Easy Crab Salad Sushi Topping (Japanese Salad Gunkan Style)
- Japanese Mom Makes
- 1 day ago
- 1 min read
If you’ve ever visited conveyor belt sushi spots in Japan—like Kura, Kappa, or Sushiro—you’ve likely spotted Salad Gunkan on the menu. Every restaurant has its own unique take on these creamy, Japanese mayo-based toppings; some are purely vegetarian, while others feature clams or octopus.
My homemade version uses sweet corn, crisp cucumber, and finely minced imitation crab (kani). It happens to be the absolute favorite sushi topping of my husband, who isn't a big fan of raw sashimi! Whether you want to roll it into temaki (hand rolls), scoop it onto gunkan, or serve it up "sushi taco" style, this recipe is incredibly easy, budget-friendly, and comes together so quick. Let's get cooking!
Ingredients
2 imitation crab sticks (about 45g)
70g corn kernels (canned or fresh)
1- 1½ tbsp cucumber
-For the dressing
2 tablespoons Kewpie or Japanese mayonnaise
1 tablespoon milk
¼ teaspoon sugar
Nori seaweed
sushi rice
Instructions
Prep the ingredients: Finely mince the cucumber and imitation crab sticks. If you are using canned corn, make sure to drain it well.
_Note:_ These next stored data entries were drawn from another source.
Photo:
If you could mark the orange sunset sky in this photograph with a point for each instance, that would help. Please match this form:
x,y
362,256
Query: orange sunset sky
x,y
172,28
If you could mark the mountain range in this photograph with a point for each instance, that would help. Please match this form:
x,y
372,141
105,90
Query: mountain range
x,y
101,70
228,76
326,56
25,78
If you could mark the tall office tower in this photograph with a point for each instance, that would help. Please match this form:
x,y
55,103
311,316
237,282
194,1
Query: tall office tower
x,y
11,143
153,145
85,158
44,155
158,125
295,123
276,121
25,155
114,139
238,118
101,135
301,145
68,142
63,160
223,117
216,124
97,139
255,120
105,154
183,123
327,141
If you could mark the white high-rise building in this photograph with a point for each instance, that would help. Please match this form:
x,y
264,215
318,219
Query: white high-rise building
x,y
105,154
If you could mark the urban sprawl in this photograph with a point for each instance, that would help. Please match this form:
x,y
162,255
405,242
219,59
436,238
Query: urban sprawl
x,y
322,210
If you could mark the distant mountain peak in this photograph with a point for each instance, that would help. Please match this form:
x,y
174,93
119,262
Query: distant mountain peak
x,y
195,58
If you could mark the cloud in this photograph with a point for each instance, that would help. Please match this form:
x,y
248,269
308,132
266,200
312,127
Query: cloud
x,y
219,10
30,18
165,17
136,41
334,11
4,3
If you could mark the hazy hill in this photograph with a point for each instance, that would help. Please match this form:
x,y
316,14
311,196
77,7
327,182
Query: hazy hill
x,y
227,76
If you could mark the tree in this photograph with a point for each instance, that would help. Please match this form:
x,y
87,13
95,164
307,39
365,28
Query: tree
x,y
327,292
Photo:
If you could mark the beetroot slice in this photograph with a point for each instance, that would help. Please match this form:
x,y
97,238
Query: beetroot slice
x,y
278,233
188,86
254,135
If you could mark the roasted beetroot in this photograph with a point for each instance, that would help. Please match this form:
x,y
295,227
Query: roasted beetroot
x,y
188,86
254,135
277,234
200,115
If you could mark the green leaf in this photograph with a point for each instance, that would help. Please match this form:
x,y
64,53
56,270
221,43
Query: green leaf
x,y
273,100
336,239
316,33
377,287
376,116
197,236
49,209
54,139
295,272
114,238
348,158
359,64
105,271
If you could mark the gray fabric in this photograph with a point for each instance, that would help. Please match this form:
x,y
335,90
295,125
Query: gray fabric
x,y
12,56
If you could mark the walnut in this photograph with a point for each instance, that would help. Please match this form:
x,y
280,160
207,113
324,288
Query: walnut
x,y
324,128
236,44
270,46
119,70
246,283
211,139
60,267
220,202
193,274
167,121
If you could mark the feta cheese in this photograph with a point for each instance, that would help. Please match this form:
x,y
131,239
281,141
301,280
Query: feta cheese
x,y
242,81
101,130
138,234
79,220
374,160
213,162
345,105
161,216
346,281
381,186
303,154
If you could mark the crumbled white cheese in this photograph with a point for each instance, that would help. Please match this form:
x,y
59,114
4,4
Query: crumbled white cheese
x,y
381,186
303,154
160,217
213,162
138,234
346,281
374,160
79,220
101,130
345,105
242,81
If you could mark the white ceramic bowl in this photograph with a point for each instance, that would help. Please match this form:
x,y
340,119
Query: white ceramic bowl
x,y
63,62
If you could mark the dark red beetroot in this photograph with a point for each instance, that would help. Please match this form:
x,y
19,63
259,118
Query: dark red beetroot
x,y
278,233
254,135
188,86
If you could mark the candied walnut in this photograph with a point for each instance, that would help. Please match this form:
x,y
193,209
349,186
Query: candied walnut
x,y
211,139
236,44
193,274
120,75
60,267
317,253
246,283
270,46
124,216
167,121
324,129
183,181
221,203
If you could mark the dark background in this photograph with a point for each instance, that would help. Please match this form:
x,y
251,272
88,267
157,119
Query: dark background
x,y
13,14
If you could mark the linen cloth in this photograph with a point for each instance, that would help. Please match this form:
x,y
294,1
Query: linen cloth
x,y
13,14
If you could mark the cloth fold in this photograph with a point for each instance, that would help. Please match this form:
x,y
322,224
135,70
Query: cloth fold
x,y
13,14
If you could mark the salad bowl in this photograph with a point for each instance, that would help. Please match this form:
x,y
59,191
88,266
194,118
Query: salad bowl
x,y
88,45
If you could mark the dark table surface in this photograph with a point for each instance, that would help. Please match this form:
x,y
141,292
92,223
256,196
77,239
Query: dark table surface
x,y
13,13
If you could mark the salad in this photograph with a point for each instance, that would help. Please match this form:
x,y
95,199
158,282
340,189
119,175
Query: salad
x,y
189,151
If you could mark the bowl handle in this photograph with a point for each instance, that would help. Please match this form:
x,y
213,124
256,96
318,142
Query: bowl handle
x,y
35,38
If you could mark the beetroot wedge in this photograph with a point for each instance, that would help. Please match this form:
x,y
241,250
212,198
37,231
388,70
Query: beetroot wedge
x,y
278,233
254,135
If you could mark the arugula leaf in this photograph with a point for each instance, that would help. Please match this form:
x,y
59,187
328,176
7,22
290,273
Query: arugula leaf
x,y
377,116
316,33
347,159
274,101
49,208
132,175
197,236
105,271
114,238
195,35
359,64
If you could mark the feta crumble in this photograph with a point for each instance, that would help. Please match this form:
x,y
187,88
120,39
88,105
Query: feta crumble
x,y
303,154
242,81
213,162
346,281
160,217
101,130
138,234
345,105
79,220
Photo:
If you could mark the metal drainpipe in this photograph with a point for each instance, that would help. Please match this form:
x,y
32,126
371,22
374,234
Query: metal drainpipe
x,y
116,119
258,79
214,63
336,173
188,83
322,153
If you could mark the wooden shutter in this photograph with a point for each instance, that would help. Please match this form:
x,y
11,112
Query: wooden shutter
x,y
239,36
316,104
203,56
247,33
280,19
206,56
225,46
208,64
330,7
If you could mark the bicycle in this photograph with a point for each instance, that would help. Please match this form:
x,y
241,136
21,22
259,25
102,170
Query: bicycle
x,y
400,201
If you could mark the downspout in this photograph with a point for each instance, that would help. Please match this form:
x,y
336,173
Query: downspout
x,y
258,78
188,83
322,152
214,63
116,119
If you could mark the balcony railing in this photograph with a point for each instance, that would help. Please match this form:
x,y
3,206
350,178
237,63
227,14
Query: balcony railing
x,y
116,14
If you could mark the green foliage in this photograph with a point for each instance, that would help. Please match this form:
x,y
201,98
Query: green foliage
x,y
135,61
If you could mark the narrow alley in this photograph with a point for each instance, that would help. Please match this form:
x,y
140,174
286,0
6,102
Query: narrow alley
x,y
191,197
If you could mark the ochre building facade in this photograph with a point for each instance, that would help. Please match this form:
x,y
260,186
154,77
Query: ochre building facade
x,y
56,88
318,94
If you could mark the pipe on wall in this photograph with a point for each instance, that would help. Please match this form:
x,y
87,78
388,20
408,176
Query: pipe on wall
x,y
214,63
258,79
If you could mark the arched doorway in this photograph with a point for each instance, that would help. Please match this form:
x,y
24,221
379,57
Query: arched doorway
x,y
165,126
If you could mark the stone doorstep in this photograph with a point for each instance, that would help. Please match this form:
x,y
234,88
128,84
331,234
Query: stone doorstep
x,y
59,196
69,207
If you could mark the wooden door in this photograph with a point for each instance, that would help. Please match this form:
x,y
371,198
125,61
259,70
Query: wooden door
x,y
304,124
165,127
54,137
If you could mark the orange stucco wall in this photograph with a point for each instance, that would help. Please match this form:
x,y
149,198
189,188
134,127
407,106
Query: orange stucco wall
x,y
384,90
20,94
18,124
Make the dressing: In a bowl, mix 2 tbsp Kewpie mayonnaise, 1 tbsp milk, and ¼ tsp sugar until the sugar dissolves.
Combine: Add the minced crab, well-drained corn, and your crisp cucumber to the bowl. Toss well to coat everything in the sauce.
Taste test: Give it a taste and add a pinch of salt if needed!
Cooking Note
To avoid getting excess moisture from the cucumber, use the firm flesh near the skin or remove the seeds.